Halloween has come and gone which means Thanksgiving is just around the corner. As we begin to decorate the house and stock up on groceries, you may already feel the excitement rising. Although we love everything that comes with the holiday season, it can mean additional difficulties when it comes to sleep.
As a mother of four, I understand the holidays can be challenging with regards to proper sleep hygiene. Therefore, my suggestion to the parents I work with is, do your best to get your child onto a solid sleep schedule prior to the start of the holidays, and do your best to stick with it. Children who are overtired may become cranky and hyperactive. Not the lovely, adorable side of them you hope to show while visiting grandparents. Having your child well rested will be to everyone’s benefit.

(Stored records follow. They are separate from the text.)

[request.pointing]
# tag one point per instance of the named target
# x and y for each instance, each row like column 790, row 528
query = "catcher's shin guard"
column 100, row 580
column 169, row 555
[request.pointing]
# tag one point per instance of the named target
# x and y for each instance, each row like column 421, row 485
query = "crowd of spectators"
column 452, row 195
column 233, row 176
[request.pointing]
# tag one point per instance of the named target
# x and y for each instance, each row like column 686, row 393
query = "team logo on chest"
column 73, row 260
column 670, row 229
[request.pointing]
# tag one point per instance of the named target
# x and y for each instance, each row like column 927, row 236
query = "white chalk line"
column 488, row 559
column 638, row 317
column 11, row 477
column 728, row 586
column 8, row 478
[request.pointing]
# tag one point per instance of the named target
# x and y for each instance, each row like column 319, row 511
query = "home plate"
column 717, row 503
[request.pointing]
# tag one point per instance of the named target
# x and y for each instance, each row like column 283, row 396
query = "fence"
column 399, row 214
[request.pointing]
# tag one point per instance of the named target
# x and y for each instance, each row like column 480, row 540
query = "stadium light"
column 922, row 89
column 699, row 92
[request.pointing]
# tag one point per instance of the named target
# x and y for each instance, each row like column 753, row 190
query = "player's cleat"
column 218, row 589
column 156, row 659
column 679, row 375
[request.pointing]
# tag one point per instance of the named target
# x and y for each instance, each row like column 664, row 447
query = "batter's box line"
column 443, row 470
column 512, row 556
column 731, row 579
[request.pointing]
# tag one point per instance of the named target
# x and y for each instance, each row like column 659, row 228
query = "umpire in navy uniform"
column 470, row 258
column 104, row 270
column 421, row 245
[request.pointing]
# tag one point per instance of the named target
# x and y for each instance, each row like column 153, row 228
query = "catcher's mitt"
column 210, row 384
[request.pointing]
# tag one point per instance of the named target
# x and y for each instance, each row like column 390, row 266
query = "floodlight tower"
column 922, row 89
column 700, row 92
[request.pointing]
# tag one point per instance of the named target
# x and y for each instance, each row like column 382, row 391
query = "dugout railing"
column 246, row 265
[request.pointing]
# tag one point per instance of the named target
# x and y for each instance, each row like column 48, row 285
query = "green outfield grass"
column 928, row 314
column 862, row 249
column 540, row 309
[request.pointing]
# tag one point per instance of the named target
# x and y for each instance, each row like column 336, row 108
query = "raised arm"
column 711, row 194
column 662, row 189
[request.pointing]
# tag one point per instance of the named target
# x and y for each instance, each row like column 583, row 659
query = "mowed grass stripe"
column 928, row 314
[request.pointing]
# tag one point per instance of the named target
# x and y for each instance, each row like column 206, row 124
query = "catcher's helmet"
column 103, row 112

Don’t let visits cancel out nap time
During the holidays, your house may be buzzing with family and friends. If people are in the house during your child’s regular nap time, it can be easy to begin pushing back your child’s nap to a later time, or skipping it all together. Also, with extra people and noise in the house, your child may find it more difficult to settle down. If possible, do your best to schedule these visits after their regular nap schedules. Keep sleep a priority which will keep everyone happy and more importantly, healthy!

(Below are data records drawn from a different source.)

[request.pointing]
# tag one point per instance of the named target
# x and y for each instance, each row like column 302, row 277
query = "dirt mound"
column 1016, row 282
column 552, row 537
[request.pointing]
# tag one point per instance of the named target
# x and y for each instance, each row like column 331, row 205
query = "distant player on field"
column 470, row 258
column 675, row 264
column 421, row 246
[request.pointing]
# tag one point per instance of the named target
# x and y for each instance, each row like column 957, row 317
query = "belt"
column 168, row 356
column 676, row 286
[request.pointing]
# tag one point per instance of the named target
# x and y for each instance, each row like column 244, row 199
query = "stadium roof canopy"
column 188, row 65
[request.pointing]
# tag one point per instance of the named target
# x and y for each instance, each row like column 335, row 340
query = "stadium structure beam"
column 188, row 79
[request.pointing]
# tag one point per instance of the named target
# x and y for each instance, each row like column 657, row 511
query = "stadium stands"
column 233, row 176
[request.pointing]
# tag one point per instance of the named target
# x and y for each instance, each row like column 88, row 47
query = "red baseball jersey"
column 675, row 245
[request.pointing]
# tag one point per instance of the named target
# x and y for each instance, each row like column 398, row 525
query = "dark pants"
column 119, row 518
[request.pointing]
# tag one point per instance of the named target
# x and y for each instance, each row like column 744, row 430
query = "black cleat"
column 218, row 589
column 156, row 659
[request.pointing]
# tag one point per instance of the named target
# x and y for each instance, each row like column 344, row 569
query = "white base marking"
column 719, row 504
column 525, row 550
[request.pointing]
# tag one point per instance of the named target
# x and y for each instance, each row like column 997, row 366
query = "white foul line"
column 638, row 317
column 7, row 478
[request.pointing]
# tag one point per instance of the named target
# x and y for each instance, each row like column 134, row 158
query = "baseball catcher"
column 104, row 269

If no one else is going to bed yet
If your holiday includes sleepovers with older cousins who have later bedtimes, your child may resist going to sleep for fear of missing out. You know FOMO (don’t we all experience it at times?) If this is the case, take more time with the bedtime routine. Expect that and plan for it. If your child senses that you’re in a hurry to get back to the activity, they will want to as well. They also might feel slightly displaced if you’ve had to give a lot of your attention to others, so they may demand more of your attention than normal. Spend time reading them their favorite story (maybe more than once!) discussing the day’s events, an extra cuddle, and reassure them that the older kids will be going to bed soon. Remember, extra time spent with them at bedtime and a longer soothing routine will help your child relax and fall asleep much easier. There’s bound to be more noise than usual in your house with the added people, so turn on two sound machines to block the noise. One in your child’s room and the other just outside their bedroom door.

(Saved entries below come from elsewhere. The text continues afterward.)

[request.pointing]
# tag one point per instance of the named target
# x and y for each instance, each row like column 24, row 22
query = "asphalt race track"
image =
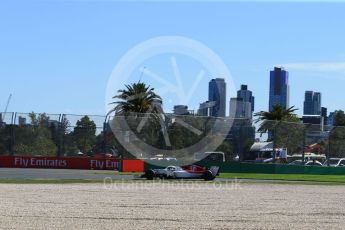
column 66, row 174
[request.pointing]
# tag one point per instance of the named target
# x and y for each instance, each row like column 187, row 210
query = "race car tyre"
column 150, row 174
column 208, row 176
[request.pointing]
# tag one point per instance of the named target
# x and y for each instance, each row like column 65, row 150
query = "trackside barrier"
column 237, row 167
column 60, row 162
column 132, row 166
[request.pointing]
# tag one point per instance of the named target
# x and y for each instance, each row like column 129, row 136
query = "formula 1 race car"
column 183, row 172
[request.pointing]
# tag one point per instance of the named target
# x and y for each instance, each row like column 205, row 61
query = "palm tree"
column 278, row 114
column 137, row 98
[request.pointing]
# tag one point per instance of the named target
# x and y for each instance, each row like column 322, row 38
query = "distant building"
column 324, row 115
column 2, row 124
column 312, row 103
column 313, row 119
column 331, row 118
column 217, row 93
column 206, row 108
column 181, row 110
column 279, row 88
column 242, row 106
column 21, row 121
column 246, row 95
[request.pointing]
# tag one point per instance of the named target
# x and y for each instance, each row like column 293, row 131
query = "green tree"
column 36, row 138
column 84, row 134
column 137, row 98
column 283, row 127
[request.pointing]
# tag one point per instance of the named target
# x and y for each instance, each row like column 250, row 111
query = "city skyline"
column 58, row 52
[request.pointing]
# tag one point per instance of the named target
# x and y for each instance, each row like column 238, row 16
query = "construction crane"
column 8, row 102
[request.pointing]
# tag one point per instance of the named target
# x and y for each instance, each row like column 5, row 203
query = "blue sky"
column 58, row 56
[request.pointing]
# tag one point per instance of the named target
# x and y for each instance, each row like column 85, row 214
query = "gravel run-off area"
column 187, row 205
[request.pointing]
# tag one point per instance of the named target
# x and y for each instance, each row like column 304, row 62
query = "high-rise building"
column 240, row 108
column 279, row 88
column 243, row 105
column 246, row 95
column 324, row 115
column 312, row 103
column 206, row 108
column 181, row 110
column 217, row 93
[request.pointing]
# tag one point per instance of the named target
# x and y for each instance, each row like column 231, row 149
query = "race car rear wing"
column 215, row 170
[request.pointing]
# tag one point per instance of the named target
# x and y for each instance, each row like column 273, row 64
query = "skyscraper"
column 279, row 88
column 243, row 105
column 312, row 103
column 246, row 95
column 217, row 93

Trying to sleep in an unknown place
If your holidays are taking place at another family’s home, your child may find it difficult adjusting to a different bed. Bring along a stuffed animal, favorite blanket, and sheets from your child’s bed at home to provide some familiarity and comfort for bedtime. If you’re unsure how dark the room will be, you can make your own black-out shades using dark green or black garbage bags and masking tape. You want to create as dark a room as possible, in order to promote the production of melatonin (the sleep hormone,) in your child’s body,
Visiting family in a different time zone
If your holidays include traveling to friends or family in a different time-zone, you may need to start making an adjustment to their schedule beforehand, so that they can smoothly ease into the time difference. Begin the process a few days to a week before, (depending on how many time zones you’ll be crossing.) Progressively pushing sleep time slightly ahead or behind by 15 minutes per day.
Preventing your child from becoming overtired, staying on a regular nap and bedtime, will make things pleasant and enjoyable for everyone. But it can easily happen that during this special time of year, bedtimes can be later than normal and naps can be missed. If your child is well rested from the start, they will be able to handle these schedule changes much better. So try to plan ahead and make sure your child is getting the restorative and consolidated sleep they need before the celebrations begin!